WebSockets guarantee order - so why are my messages scrambled?
25 points by friendlysock
25 points by friendlysock
From an API perspective this underlying API doesn’t make a whole lot of sense – the underlying websocket stream is ordered, so why is there an await point to receive the body of a message?
And so I double checked. It appears you can configure websocket.binaryType = 'arraybuffer'
in which case onmessage is called only after a complete message arrives, which should make things serial as you’d expect. No need to build this queuing abstraction on top of it, yuck.
From an API perspective this underlying API doesn’t make a whole lot of sense – the underlying websocket stream is ordered, so why is there an await point to receive the body of a message?
You’re not waiting to “receive the body,” you’re waiting to parse. You could call text()
(MDN docs) instead to read UTF-8, for example or stream()
(MDN docs) for a ReadableStream
. You should only set a binaryType
on the entire stream if you want to parse every message the same way.
Not quite: if you set the binaryType
to arraybuffer
, onmessage
is called after the message body is read from the socket and the body will always be stored in memory as an ArrayBuffer
. If you set binaryType
to blob
, onmessage
is called after only the message header is read from the socket, and the message body hasn’t been received yet.
If you don’t need to fully read the message (maybe the body is an archive and you only want to extract one file from it) or you have a decoder that supports ReadableStream
s (like a SAX XML parser) you might want to set the binaryType
to blob
to keep memory usage down. In the author’s case it would make much more sense to set the binaryType
to arraybuffer
, as evmar suggested.
What I think is going on in the post is that the first onmessage
is called, then the handler asynchronously reads the body into an ArrayBuffer
. After the body has been fully read and stored in an ArrayBuffer
, the websocket handler has also read the next message’s header, so both the yield point in the current message’s await
and the next message’s onmessage
callback are scheduled. Then it’s a matter of which of these coroutines the scheduler will call first.
If you set binaryType to blob, onmessage is called after only the message header is read from the socket, and the message body hasn’t been received yet.
Is that right? I thought onmessage
always gets called after the final frame of the message was received.
In the author’s case it would make much more sense to set the
binaryType
toarraybuffer
, as evmar suggested.
Setting binaryType
works in the author’s case. The underlying browser API seems fine, though?
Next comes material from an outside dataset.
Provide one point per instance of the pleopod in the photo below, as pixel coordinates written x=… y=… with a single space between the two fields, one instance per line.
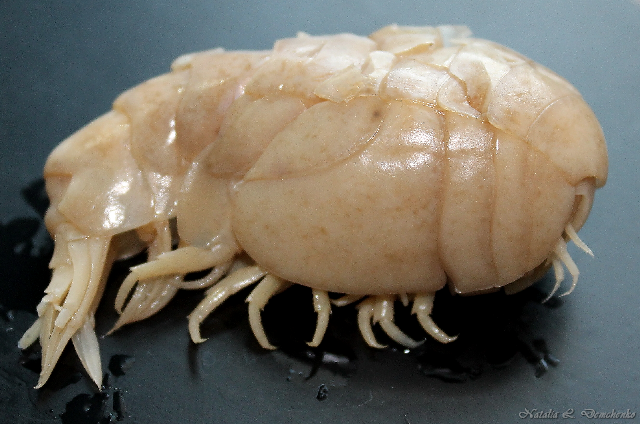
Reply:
x=376 y=168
Is that right? I thought onmessage always gets called after the final frame of the message was received.
You’re right, I went to check the spec myself and this is what it says:
When a WebSocket message has been received with type type and data data, the user agent must queue a task to follow these steps: […] 5. Fire an event named
message
at theWebSocket
object
RFC6455 defines “a WebSocket message has been received” as (conceptually) after the message’s body has been recv’d, so I stand corrected.
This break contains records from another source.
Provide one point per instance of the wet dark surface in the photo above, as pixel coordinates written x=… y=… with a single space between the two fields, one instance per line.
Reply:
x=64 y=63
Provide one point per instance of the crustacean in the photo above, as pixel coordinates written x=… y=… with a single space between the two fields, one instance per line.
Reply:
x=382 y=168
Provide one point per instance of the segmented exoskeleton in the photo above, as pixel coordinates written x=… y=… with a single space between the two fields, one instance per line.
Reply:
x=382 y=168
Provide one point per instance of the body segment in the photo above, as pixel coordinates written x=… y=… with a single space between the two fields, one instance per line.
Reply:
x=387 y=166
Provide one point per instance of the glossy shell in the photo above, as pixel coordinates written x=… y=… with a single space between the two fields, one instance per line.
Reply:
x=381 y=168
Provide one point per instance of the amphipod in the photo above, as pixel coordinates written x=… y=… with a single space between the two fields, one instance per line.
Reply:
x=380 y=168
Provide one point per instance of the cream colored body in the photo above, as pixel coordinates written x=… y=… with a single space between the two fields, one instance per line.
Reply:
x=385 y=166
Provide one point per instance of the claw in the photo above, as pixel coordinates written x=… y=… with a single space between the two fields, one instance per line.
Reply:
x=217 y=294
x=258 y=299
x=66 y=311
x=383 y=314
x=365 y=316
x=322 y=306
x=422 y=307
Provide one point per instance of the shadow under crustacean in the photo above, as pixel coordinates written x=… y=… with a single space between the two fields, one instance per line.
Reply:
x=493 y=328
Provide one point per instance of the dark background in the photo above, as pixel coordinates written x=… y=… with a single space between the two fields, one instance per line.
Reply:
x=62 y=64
Then I suppose the default binaryType
being blob
would allow the browser to handle the message’s body in a more efficient way internally, since the Blob
cannot be directly indexed as an array like the ArrayBuffer
(through a DataView
) but must be interacted with using async
methods?
A small nuance that might need some clarification: Promise.all only guarantees order of results, it does not guarantee order of execution. It is a parallel operation. Use a for of async or some other sequential method to do that.
That’s… what TFA says? And wants?
Promise.all
to preserve result ordering. This design allows for parallel processing, but ensures the final results are handled in the correct order.
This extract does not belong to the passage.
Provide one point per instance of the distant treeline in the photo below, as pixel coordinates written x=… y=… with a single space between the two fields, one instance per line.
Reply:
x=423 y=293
(although saying that it allows parallel processing is incorrect, it allows concurrent processing, as the only way to do parallelism for in-browser JS is to use workers).
Yes, but i feel that it should be emphasized that order happens because of the message queue, which is ordered through pushing into an array as messages arrive. This is aligned with the prelude talk about TCP synchronization.
However using const messages = await Promise.all(toProcess.map(async (message)
afterwards is a different beast. It works in this particular case because processing is expected to be out of order from the start, which not only falls out of the initial ordering assumption, but also quite tailored for this particular of using timeouts and some randomness expectation. To make it clear, this pattern is a classic trap, and if used wrong might lead you into a similar situation as with the array buffer that triggered the post.
Anyway all good as long as you know where you are going to be at.